Chat échaudé craint l’eau froide. Autrement dit: Ku ndobin raay sa mam bo jisse lu ñul daw !


Chat échaudé craint l’eau froide. Autrement dit: Ku ndobin raay sa mam bo jisse lu ñul daw !
Sénégalais, soyons très vigilants à propos de cette campagne insidieuse de faire valoir dont Idrissa se drape et mène en compagnie du camp libéral, toutes tendances confondues ! Point de doute, ils veulent encore jouer le tour au peuple sénégalais, comme à leur habitude et à chaque fois que des consultations électorales s’approchent.

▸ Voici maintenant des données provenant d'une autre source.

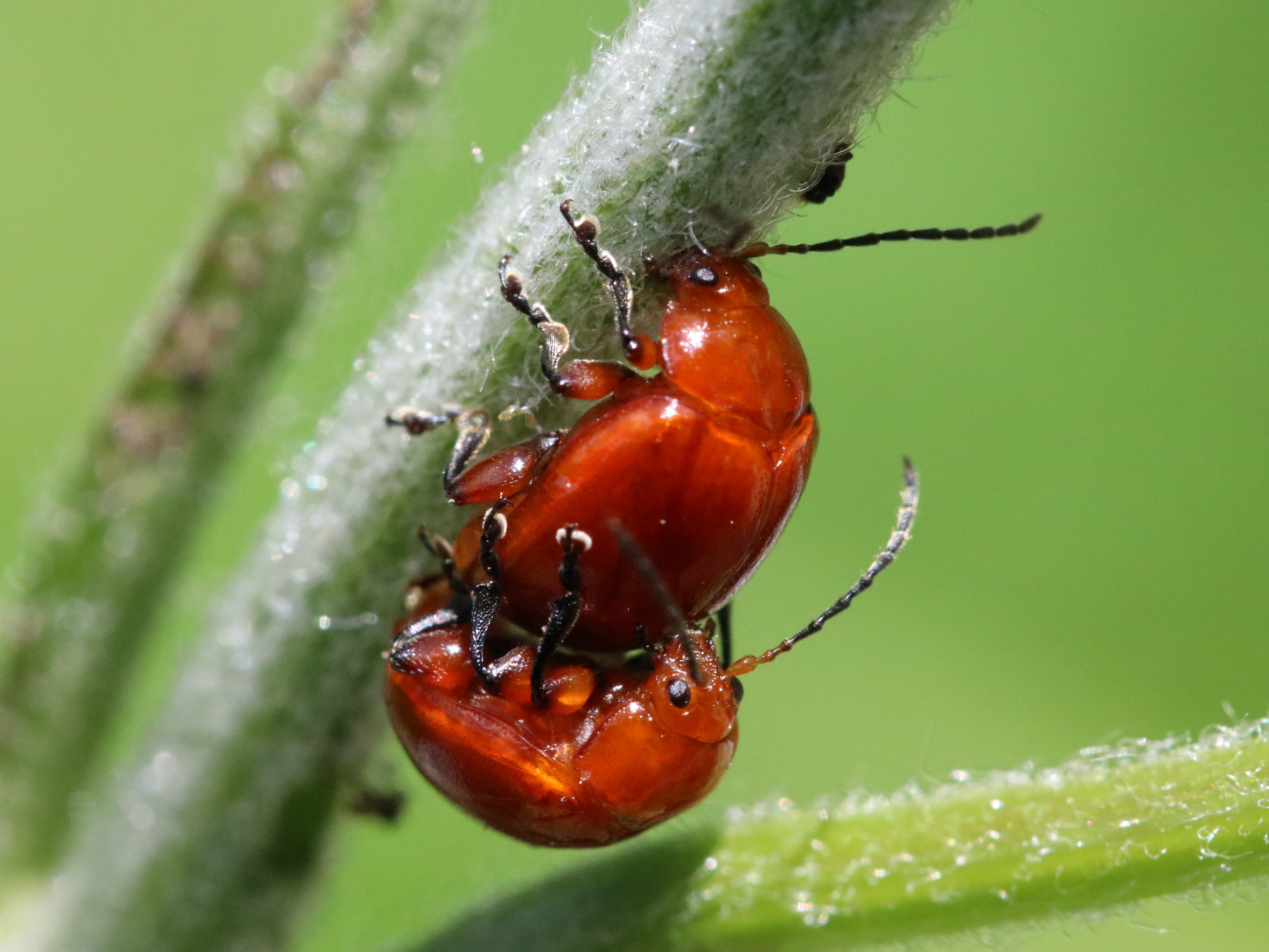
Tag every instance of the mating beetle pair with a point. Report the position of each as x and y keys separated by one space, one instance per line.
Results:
x=612 y=539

A y regarder de près, les libéraux sont en train de préparer un deal, à travers une prétendue réconciliation en sourdine de leur famille politique, qui ne dit pas son nom et encore sur notre dos. Tout cela, rien que pour revenir au pouvoir et quel que soit, du reste, le candidat libéral à élire.
Dès lors, leur seul but devient ainsi, que l’un des leurs soit élu, à tout prix, même qu’il s’agisse d’Idrissa Seck, pour barrer la route à tous les autres. Et cependant, ils l’avaient, bien diabolisé et voué à la mort politique, à jamais.

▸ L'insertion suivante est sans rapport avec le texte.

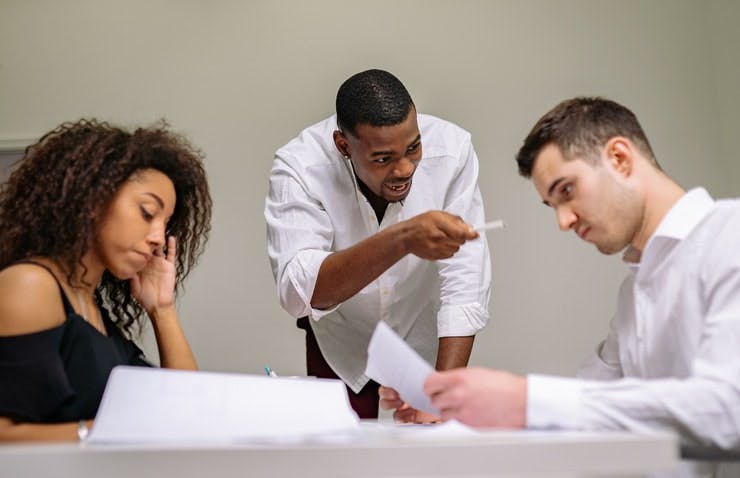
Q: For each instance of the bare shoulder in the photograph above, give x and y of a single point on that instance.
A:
(29, 300)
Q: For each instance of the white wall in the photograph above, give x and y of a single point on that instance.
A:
(242, 78)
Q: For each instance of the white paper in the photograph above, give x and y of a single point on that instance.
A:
(392, 363)
(147, 406)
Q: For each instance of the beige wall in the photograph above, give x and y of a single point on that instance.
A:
(242, 78)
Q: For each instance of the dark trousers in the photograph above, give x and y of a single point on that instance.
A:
(365, 402)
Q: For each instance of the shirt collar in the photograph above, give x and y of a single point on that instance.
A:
(680, 220)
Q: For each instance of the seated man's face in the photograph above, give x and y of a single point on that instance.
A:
(591, 197)
(385, 157)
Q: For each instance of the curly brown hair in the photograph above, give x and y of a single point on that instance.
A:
(51, 204)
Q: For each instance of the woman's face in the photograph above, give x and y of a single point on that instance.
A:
(133, 225)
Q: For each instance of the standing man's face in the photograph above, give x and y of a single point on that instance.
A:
(592, 199)
(384, 157)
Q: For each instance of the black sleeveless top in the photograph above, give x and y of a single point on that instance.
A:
(59, 374)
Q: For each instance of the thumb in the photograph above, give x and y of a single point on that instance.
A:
(135, 285)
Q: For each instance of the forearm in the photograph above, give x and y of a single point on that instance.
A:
(454, 352)
(35, 432)
(344, 273)
(702, 409)
(173, 346)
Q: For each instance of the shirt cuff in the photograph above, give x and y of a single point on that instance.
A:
(461, 320)
(554, 402)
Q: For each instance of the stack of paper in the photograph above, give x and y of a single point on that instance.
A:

Mais, voilà qu’aujourd’hui, subitement, ces libéraux caméléons qui n’ont d’yeux que pour le pouvoir seulement, en cachette, se remettent, à se parler, à s’entendre et à taire leurs querelles de clochers, comme si de rien n’était. Et, l’on voit, curieusement, Idrissa Seck , comme un diable sorti de sa cachette, porter une robe d’avocat et se transformer en « défenseur » de Me Wade, avec tout ce que ce dernier a déversé, comme mal, à travers son fameux CD n°1 sur lui, après leur première rupture.

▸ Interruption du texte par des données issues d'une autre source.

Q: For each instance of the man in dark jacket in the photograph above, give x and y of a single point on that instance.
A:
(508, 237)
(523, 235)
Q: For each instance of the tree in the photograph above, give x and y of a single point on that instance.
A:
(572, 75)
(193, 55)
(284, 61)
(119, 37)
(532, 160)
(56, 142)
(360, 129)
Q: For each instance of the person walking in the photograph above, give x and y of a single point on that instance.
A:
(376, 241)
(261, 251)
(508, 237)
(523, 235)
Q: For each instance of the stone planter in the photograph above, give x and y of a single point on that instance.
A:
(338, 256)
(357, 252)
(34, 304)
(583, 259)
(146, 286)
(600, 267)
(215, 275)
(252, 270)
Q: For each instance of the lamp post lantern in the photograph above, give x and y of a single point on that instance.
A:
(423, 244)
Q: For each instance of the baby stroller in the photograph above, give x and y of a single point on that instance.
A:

Mais, enfin, de qui ces libéraux-là se moquent-ils ? Ou bien, pensent-ils que les Sénégalais sont si naïfs, amnésiques et oublieux au point d’effacer, totalement, en si peu de temps, tout cela de leur mémoire? Non ! Mais, si eux peuvent ravaler, sans état d’âme, leurs vomissures par absence d’aucune valeur, qu’ils à leurs dépens que tel n’est pas le cas pour tous les Sénégalais, fort heureusement.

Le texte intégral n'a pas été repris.